Strong Political actors have already started visiting the capitals of neighboring states to share their concerns for the coming race in Afghanistan. Countries, those associated with SCO have their own agendas. In Islamabad these days, Afghan tribal and political players booked cool rooms in luxury hotels, visiting bureaucrats, military generals and clerics for joining their race for political power in near future.

Islamabad has tired now because neither stability comes to Afghanistan nor Americans want to leave Pakistan alone. In June 2011, General Kiyani unwillingly told European delegation that: "Pakistan wants a stable Afghanistan but not at the cost of Pakistan," ignoring strategic depth he said that Islamabad wants to remain relevant in any peace initiative and is unlikely to accept a solution that would undermine its strategic interests.

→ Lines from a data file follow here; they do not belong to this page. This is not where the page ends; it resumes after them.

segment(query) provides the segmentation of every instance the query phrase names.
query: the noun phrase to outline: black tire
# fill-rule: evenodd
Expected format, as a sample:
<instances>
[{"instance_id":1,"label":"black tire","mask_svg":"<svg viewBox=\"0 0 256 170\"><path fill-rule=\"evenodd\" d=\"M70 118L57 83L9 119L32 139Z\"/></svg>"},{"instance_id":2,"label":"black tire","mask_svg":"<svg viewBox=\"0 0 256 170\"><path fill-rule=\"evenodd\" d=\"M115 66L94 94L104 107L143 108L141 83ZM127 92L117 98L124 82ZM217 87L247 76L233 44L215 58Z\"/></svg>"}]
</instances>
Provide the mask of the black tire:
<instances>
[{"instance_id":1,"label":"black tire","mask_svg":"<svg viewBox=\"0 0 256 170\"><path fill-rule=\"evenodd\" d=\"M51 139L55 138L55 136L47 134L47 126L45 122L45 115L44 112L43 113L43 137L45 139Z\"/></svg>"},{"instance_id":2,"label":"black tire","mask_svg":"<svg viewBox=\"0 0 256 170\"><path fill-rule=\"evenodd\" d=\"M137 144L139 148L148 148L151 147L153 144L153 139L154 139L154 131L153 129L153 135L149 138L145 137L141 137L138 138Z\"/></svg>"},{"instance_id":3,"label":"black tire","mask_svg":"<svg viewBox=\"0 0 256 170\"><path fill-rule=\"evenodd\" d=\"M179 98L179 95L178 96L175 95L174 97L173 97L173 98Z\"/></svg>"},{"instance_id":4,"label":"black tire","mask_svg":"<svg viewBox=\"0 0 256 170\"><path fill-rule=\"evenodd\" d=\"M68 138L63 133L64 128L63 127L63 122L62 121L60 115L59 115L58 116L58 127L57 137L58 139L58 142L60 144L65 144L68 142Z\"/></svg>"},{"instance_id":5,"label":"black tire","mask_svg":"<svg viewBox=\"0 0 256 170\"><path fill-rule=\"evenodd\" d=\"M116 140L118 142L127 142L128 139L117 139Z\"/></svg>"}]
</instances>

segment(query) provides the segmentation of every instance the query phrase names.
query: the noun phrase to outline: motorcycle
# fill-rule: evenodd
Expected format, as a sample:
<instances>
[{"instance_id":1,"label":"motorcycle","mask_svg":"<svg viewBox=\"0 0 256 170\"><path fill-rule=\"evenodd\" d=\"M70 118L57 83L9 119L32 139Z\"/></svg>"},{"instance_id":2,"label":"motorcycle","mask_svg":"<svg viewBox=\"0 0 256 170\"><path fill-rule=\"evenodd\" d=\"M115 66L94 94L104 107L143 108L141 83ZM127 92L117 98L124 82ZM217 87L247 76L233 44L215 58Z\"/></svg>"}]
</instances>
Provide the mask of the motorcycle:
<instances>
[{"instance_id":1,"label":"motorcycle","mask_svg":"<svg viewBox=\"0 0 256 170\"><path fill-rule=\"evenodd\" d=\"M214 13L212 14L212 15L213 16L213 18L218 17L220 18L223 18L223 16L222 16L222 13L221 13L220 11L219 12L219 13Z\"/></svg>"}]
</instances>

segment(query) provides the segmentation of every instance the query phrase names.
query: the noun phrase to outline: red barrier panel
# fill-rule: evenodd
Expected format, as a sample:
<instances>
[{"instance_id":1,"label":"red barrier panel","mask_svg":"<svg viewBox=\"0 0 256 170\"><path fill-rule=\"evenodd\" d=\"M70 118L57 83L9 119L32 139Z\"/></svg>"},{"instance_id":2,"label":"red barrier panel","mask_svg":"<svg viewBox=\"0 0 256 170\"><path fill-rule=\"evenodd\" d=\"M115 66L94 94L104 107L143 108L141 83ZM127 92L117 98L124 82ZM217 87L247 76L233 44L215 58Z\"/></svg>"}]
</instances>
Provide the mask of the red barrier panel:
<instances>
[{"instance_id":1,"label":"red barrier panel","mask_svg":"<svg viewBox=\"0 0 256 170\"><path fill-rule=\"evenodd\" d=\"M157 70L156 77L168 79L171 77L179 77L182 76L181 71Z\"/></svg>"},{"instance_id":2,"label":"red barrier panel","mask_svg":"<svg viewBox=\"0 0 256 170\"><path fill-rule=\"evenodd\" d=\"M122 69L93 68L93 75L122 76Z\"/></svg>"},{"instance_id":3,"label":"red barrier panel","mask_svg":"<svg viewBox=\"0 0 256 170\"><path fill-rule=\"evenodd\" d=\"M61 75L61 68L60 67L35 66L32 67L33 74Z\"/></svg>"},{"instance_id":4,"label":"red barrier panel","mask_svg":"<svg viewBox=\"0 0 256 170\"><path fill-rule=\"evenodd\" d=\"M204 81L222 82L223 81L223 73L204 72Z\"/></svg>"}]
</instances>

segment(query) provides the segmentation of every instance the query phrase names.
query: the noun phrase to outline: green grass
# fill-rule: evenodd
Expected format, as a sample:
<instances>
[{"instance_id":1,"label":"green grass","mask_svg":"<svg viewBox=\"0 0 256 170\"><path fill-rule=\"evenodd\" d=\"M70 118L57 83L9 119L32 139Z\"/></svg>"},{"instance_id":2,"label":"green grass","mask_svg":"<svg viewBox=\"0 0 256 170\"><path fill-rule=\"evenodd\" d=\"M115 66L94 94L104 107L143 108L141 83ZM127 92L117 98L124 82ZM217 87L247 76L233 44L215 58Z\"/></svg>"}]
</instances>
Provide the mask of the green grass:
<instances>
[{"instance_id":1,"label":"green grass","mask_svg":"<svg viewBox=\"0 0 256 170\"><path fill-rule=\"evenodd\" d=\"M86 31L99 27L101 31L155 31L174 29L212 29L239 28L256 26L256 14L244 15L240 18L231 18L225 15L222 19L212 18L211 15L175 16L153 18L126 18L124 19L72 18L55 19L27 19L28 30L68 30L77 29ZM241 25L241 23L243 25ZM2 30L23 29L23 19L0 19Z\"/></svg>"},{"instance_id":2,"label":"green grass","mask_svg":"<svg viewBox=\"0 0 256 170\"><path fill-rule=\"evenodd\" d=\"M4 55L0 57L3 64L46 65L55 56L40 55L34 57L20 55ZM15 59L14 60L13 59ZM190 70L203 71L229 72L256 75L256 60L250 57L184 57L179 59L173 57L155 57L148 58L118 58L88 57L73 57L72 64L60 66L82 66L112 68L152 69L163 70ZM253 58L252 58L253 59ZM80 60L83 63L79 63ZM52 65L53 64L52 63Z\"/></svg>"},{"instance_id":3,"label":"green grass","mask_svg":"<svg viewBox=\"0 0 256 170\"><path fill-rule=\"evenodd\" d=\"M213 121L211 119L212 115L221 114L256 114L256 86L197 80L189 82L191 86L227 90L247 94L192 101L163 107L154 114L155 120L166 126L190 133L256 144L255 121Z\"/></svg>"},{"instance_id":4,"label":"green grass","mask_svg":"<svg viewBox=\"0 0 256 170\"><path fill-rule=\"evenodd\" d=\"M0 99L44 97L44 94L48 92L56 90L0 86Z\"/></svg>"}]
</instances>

The main problem in Afghanistan is money, if you have money this would amount to an open invitation to kidnappers in the current climate. Businessmen in the country have sent their children and families to UK and U.S and they are obliged to stay behind because of their business. Police in Afghanistan accept that there has been an increase in kidnappings for ransom while business community is naturally concerned for their security. Justice system in the country has collapsed or infected with corruption and traditional politics. All institutions are corrupt; there is no punishment for influential criminals. Criminal culture, insecurity, and the Afghan Government's inability to extend rule of law to all parts of the country pose challenges to future economic growth.